|Jeremiah 29:11 states that God has a plan for us, a plan to prosper us and not to harm us, to give us future and hope. However, I sometimes wonder how much of that plan is affected by our successes and failures?|
David desired to build God's temple, but wasn't allowed because he had too much blood in his hands (See 1 Chron. 22:7) and Moses did not live to enter the promised land because he did not trust God enough (See Numbers 20:12).
Recently, I was given an opportunity to try and contribute to something I have wanted to contribute to for a long time. I asked a lot of help from everyone I know in order to prepare for this opportunity but subsequently failed to make good on the opportunity.
Romans 8:28 stated that all things work out for those who love God. Historically, I can see that where I missed an opportunity, God took me a different route that was perhaps wildly more rewarding and successful than the missed opportunity.
However, I continue to wonder if I'm simply being like the wolf and the sour grape in Aesop's Fables, or if I'm merely exercising a form of positive thinking (as my friends who are not of the same faith as I may attribute it to).
If, for example, a year or two from now, I look back, and think to myself 'wow, God took me through an excellent route after I missed that opportunity I dearly wanted,' is that calling the grape sour? Is that positive thinking? Or is that merely a reflection of the promise that all things work out for the good of those who love God? Is that affirmative proof that I 'love' God?
On the other hand, what if I then think to myself 'Yeah, that was a sorely missed opportunity - things would have worked out much better if I didn't fail it,' is that an affirmative proof that I don't 'love' God? Or does it simply mean that I have not yet moved past my previous failures?
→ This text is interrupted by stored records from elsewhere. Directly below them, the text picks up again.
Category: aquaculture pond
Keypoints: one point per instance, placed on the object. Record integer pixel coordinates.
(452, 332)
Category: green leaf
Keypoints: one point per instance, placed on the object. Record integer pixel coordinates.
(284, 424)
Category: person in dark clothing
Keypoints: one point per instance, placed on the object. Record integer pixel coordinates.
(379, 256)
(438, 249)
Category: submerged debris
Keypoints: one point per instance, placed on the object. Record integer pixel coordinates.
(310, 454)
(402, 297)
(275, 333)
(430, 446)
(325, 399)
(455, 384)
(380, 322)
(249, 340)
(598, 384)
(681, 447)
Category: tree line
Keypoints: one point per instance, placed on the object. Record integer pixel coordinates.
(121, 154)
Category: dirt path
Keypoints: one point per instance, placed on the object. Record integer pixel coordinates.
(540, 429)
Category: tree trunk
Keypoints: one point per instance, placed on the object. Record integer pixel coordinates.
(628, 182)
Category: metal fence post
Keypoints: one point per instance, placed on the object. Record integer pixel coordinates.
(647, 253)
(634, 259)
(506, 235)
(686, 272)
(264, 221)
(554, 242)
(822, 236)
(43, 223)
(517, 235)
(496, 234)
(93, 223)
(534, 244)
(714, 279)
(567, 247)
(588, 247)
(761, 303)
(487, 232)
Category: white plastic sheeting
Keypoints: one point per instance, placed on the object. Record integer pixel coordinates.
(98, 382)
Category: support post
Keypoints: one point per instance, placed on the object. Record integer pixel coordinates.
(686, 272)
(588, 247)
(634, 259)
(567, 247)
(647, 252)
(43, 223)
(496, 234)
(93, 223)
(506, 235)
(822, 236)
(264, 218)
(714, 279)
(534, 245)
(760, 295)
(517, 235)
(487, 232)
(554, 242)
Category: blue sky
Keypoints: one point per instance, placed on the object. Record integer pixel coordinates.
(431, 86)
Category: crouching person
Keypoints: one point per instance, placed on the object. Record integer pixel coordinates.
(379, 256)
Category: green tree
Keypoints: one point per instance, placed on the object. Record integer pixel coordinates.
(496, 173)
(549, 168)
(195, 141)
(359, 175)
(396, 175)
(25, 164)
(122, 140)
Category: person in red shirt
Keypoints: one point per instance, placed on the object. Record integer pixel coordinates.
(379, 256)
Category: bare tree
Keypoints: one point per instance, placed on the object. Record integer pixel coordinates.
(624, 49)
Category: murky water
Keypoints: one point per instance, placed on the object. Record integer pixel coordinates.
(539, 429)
As for me, I have chosen to believe that whenever I missed an opportunity, God has something better in mind for me - all things work out for those who love Him, even if it's construed as mere 'positive thinking.'
So far, although I have both my ups and downs, I feel that I can honestly say that God really has taken me through a route much better than one(s) I would have taken on my own.
However, I do worry that one of these days, I'll make a mistake or fail in a manner that will invalidate me from getting one of my heart's desires (like David and Moses in my examples above). On the other hand, Jesus' disciples have failed plenty, e.g. Peter's 3 consecutive denial of his relationship with Jesus (See Matt. 26:69-74) but did amazing things afterwards when he chose to obey the resurrected Jesus again.
It seems, however, that one way or another, my best course of action is to learn from my mistakes and trust God for a better tomorrow, placing my life, future, dreams, and hope in His hands. This seems to be the only logical conclusion based on my premises (although of course, you may argue and believe that my premises are invalid).
Soapbox message: It would be nice if we can turn back time whenever we fail and have another go at it, but we can't (as far as I know, at least). However, we can take comfort in knowing that failure is almost never final unless we make it so. Learn from your mistakes and plow forward, finding a better way than you previously thought possible. Never let your past failures cheat you out of endless future possibilities. And remember that if you have God on your side, none can prevail against you - so simply put your trust in Him who loves you as His own. Amen.